Norma Angélica Cruz Córdoba (Guatemala)


“1396I have fought and I will continue to fight until the last moment. The right to life is not only the right to breathe, but it is also right to education, health and justice.”

Norma Angélica Cruz was a student leader and a Catholic missionary, a mother, political militant and widow. A daughter of the war, she survived not only the armed violence, but also violence within her family. When her life partner abused her daughter, she took legal action against him, which led to his trial and sentence. She founded the organization Sobrevivient (Survivors) that takes care of victims of violence, including women and their families. Norma Angélica Cruz is, in Guatemala, a recognized defender of women’s rights.

Norma was born in Guatemala. During her adolescence, she was a student leader and participated in the Ecclesiastical Base Communities, where she became a Catholic missionary. When she was 15 years old, she entered a convent.
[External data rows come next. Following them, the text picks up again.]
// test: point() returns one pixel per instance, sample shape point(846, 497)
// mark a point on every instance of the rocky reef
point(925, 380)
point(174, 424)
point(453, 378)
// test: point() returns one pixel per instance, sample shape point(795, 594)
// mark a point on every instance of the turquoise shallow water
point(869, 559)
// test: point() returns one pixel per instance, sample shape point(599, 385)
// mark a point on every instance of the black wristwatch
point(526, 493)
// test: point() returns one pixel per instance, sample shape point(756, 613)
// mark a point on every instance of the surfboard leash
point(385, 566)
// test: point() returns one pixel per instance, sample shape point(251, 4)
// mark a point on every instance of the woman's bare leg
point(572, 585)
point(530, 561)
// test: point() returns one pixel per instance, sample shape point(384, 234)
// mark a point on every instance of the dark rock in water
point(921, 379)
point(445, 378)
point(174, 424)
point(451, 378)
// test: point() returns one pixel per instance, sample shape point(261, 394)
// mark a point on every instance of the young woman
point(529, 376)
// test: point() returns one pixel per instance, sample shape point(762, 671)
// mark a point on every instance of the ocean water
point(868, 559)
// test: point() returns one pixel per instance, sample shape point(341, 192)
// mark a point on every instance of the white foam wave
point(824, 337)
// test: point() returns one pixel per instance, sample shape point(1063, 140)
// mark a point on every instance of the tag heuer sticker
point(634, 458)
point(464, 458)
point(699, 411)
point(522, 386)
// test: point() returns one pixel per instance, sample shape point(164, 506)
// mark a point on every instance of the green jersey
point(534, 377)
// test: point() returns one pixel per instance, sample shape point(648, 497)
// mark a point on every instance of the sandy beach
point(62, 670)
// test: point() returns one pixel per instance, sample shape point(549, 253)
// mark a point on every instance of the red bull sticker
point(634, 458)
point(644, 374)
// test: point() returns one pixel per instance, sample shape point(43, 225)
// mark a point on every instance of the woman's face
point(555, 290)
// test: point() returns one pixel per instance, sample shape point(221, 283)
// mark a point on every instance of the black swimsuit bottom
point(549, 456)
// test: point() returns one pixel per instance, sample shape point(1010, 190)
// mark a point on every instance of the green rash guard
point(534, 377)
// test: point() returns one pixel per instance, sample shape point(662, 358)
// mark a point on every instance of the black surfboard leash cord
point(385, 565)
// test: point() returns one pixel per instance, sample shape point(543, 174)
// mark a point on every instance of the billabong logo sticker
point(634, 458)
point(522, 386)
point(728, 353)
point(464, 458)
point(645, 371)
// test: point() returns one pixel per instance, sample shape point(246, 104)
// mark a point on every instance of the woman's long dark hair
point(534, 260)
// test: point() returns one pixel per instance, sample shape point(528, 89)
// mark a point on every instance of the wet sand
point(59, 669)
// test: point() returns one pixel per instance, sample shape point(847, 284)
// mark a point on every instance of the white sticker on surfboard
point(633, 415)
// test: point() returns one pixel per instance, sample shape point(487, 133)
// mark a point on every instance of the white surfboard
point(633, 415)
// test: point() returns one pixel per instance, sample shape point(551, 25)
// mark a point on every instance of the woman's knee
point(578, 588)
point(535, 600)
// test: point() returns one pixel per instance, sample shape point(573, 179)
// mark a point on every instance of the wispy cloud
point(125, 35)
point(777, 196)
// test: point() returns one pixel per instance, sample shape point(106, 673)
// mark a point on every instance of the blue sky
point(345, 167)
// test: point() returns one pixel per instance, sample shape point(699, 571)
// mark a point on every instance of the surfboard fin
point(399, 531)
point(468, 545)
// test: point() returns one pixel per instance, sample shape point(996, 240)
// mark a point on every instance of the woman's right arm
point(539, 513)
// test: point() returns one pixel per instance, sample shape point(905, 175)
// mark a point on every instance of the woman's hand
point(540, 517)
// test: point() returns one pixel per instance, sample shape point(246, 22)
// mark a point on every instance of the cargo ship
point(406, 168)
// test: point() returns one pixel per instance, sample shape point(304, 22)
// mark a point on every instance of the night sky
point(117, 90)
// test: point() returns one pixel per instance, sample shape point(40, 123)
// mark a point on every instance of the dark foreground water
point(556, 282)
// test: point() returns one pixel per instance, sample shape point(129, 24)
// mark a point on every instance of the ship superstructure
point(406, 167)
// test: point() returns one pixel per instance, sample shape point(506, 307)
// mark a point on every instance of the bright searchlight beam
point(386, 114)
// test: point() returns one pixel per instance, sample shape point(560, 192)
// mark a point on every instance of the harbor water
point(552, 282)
Two years later, she found that life in a convent was not enough for her, and she opted for political militancy. In December 1996, after 36 years of war, the government of Guatemala and the guerrillas (National Revolutionary Guatemalan Unit) signed the Peace Agreement that put an end to the armed conflict. With the end of the war, aspects of the society – that had been hidden – became perceptible, like violence within families, for example. In 1999, Norma took legal actions against her life partner, for the abuses to which he had subjected her daughter to. The abuser was condemned. Mother and daughter founded the association called Sobrevivient (Survivors). It was created to take care of the victims of domestic violence–the women themselves and the rest of their families. A diminutive woman with liquid eyes, she thinks that a part of the struggle is decoding pain and going back following its tracks. “Deciding to break the silence is to start traveling along the path. Afterwards, comes the hardest part.” Her life is an ode to hope. She dreams of a world that fully values the resources of nature and the beauty of the human being. She dreams of a world without war, where there is no place for the trading of arms, a society without inequalities or discrimination, where opportunities for schools, food, health and work are abundant. “That is the kind of life that I would want for my children. That is the life I fight for.”